Darwin also taught that morality has no essential authority, but is something that itself evolved — a set of sentiments or intuitions that developed from adaptive responses to environmental pressures tens of thousands of years ago. This does not merely explain the origin of morals, it totally explains them away. Whether an individual opts to obey a particular ethical precept, or to regard it as a redundant evolutionary carry-over, thus becomes a matter of personal choice. Cheerleaders celebrating Darwin’s 200th birthday in colleges across America last February sang “Randomness is good enough for me, If there’s no design it means I’m free” — lines from a song by the band Scientific Gospel. Clearly they see evolution as something that emancipates them from the strict sexual morality insisted upon by their parents. But wackos such as Harris and Auvinen can just as readily interpret it as a licence to kill.
Apparently Sewell hasn’t heard about the secular origin of morality, or the fact that, as even many theologians admit, we cannot philosophically ground right and wrong on divine fiat. And what’s wrong with accepting one’s morality as “matter of personal choice”? Isn’t it more admirable to act out of reasoned principles of morality than out of fear of eternal immolation for disobeying the Sky Dictator? Freedom to behave is what makes moral behavior admirable, and immorality deplorable. Who is more admirable: someone who gives to the poor because a small sacrifice produces an enormous improvement in the world’s welfare, or someone who does so because Jesus preached charity as a way to heaven? Were Sewell correct, we atheists, bereft of meaning, would be bumping ourselves off by the score, but not until we’d committed our fair share of murders, rapes, and robberies. Where are all the immoral atheists?
Nor has Sewell grasped that the moral precepts of faith are even more “readily interpreted as a license to kill.” What inspires the fanatics who train their gunsights on abortion doctors, or strap bags of explosives and nails around their waists?
Sewell even cites wacko Ann Coulter as a trenchant critic of Darwin:
Coulter claims she is not surprised that psychopaths gravitate towards Darwin’s ideas. “Instead of enshrining moral values,” she says, Darwin “enshrined biological instincts.” Coulter believes Darwin’s theory appeals to liberals because it “lets them off the hook morally. Do whatever you feel like doing — screw your secretary, kill Grandma, abort your defective child — Darwin says it will benefit humanity”.
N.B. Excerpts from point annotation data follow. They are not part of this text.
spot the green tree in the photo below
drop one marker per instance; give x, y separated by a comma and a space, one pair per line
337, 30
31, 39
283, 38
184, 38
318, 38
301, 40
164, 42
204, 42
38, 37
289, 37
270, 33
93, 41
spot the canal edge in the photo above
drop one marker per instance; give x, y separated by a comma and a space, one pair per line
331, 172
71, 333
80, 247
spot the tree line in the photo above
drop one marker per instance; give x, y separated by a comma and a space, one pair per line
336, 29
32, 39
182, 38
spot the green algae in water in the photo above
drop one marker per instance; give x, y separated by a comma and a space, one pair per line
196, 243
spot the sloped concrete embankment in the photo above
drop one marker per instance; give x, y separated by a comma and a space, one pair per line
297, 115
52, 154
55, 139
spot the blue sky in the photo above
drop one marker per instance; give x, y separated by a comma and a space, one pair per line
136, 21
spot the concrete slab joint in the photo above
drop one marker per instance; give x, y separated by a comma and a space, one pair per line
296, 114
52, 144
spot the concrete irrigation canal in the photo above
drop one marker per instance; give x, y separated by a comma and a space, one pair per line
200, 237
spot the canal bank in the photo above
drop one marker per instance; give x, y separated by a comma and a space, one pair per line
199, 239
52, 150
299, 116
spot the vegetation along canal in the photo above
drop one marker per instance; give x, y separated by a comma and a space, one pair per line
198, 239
I’ve read a lot of Darwin, but I don’t remember him saying anything about screwing my secretary and offing Grandma.
Sewell goes on, but I can’t. Darwin takes the rap for slavery (despite his well known antislavery activities) and, of course, for the Holocaust. The “orders” followed by the Nazis apparently came from the sage of Downe. And in the end, we’re all accused of neglecting Darwin’s dark legacy:
There are, however, many interesting questions about how Darwin’s views chime with our values of liberal democracy and human rights, or the simple lessons of right and wrong that most of us teach our children. But our society cannot begin to address these issues while we are fed only a bowdlerised account of Darwin’s work. The more sinister implications of the world-view that has come to be called “Darwinism” — and the interpretation the teenage nihilists put on it — are as much part of the Darwin story as the theory of evolutions [sic].
I hadn’t realized that Darwinism was a “world-view.” Silly me — all along I thought it was just a theory meant to explain the development and diversity of life.
Shame on the Times for publishing tripe like this. I’d expect to see this flatulence in a creationist pamphlet, but not in a reputable newspaper. Fortunately, the Times readers are taking Sewell apart in the comments section.